The human-centric approach to business performance may seem standard in today’s post-pandemic environment, but management consultancy Fifth Frame has been on the case since its founding five years ago.

Founded by former PwC leadership pair Jon Williams and Laura Applebee-Jones in 2018, Sydney-based management consultancy Fifth Frame is celebrating its fifth anniversary in business.

The firm has built up to a team of around a dozen directors and consultants over that time, many with their own background at the Big Four and Accenture. Among anniversary well-wishers was former PwC Sydney managing partner Joseph Carrozzi.

Prior to establishing Fifth Frame, Williams spent a decade as a partner at PwC, including stints as both the firm’s national and global leader for People and Organisation. He also previously spent more than a decade at human capital consultancy Hewitt Associates – since swallowed by Aon – where he led the firm’s A/NZ business as managing partner. Co-founder Applebee-Jones likewise served for over a decade at PwC, rising to the level of director.

Both hold degrees in psychology (respectively from the University of Reading and UNSW), and bring this element to the management consulting table by putting people and research-based solutions at the centre of organisational performance and improvement challenges.

Although Fifth Frame had to contend with the global pandemic while still in its early days, the human-centred approach to business performance has since become somewhat of a benchmark.

Discussing their motivation for forming the consultancy and its Fifth Frame moniker, Williams states that there are multiple answers. Launching from scratch, the pair figured that numbers were more memorable than names, but amusingly, ‘four’ was already taken in the public consciousness via the ‘Big Four’. Settling on the ‘Fifth Frame’, the only other entity using the name and unlikely to be confused was a brewery based in upstate New York.

Moreover, writes Williams, the Big Four audit and consulting firms all tend to look at solving problems in much the same manner, driven by their shared histories and business models. He and Applebee-Jones concluded that there was usually a better approach – a “fifth way of framing solutions” to significant people issues. It would seem that their employees tend to agree, given that many of them have arrived at the firm via the Big Four and Accenture.

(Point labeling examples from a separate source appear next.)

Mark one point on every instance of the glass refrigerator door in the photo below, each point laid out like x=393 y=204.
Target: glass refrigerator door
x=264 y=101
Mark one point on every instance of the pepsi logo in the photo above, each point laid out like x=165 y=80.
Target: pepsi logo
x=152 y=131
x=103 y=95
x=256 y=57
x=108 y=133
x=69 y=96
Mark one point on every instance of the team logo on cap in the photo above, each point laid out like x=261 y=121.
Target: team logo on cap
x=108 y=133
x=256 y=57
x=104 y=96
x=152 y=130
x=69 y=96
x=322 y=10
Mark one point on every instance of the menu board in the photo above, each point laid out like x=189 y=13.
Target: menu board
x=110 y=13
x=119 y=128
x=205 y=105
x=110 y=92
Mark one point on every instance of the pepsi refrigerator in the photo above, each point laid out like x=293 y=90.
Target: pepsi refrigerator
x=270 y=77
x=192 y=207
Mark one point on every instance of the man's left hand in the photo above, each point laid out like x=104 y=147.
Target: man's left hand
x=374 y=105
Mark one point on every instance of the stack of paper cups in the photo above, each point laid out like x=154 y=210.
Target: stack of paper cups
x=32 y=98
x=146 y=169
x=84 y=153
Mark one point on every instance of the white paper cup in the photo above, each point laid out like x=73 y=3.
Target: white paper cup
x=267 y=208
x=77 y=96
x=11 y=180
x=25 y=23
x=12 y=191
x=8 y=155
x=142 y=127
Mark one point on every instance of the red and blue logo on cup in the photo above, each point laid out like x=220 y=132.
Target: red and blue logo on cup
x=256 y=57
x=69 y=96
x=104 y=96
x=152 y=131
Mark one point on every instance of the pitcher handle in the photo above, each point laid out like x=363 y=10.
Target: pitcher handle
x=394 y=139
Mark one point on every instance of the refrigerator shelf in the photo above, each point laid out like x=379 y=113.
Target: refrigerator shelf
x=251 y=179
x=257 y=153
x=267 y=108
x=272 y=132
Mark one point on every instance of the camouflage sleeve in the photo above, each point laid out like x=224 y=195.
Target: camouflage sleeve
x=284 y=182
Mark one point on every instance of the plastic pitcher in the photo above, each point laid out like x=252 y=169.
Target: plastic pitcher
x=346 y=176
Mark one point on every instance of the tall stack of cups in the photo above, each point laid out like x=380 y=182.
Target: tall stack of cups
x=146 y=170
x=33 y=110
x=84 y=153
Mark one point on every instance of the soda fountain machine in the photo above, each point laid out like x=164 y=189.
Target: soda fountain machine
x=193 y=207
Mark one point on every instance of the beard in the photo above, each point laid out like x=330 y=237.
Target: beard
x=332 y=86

As a sample, director Zoe Harrington joined shortly after launch following four years at PwC, while fellow director Dan Packham crossed from Strategy& in 2020 after six years with PwC in Australia and the United Kingdom. Kirsty Forrest spent seven years with PwC between Sydney and Wellington before joining in 2021 and being promoted to director last year, with more recent director recruit Francis Baldinu having spent four years at Ernst & Young.

Running with the Five Frames theme, the consultancy also models its approach to organisational improvement and a business’s people dynamic around five key pillars – or frames; “Purpose, vision, mission, and values”, “Culture and Capability”, “Strategy”, “Operational model”, and “Execution and alignment”. Any of these elements may be the most important at a given time, but all five remain connected at just about every stage of the business cycle.

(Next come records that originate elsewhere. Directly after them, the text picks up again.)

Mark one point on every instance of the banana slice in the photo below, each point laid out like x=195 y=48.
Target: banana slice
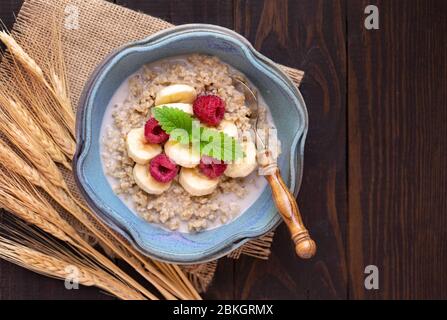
x=146 y=182
x=244 y=166
x=182 y=154
x=139 y=149
x=176 y=93
x=186 y=107
x=195 y=183
x=229 y=128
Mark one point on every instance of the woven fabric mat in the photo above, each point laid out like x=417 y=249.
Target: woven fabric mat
x=92 y=29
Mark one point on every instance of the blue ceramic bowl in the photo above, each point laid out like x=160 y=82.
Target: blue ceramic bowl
x=287 y=108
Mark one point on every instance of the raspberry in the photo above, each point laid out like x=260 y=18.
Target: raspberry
x=211 y=167
x=154 y=133
x=162 y=168
x=210 y=109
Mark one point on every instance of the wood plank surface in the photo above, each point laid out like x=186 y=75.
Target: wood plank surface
x=397 y=132
x=374 y=190
x=308 y=35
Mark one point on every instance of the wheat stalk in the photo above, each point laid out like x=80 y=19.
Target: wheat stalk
x=36 y=99
x=32 y=150
x=57 y=268
x=25 y=120
x=21 y=198
x=66 y=114
x=21 y=55
x=13 y=162
x=169 y=280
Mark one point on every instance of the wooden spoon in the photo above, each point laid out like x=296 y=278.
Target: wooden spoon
x=284 y=200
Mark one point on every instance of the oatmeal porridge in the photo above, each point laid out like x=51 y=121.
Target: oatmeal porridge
x=165 y=180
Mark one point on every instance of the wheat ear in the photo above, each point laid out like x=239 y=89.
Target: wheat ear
x=25 y=120
x=19 y=197
x=36 y=100
x=28 y=146
x=33 y=69
x=57 y=268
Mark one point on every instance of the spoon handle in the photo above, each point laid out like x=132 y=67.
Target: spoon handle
x=286 y=204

Williams concludes; “To be successful the best businesses, governments and not-profits will have to help their workforce navigate the collision of rapidly accelerating technology, social change, and the after-effects of the pandemic with thousands of years of human evolution and hundreds worth of slowly developed societal norms. The answer is not black and white, our personal and collective future prosperity lies in how we choose to navigate these challenges.”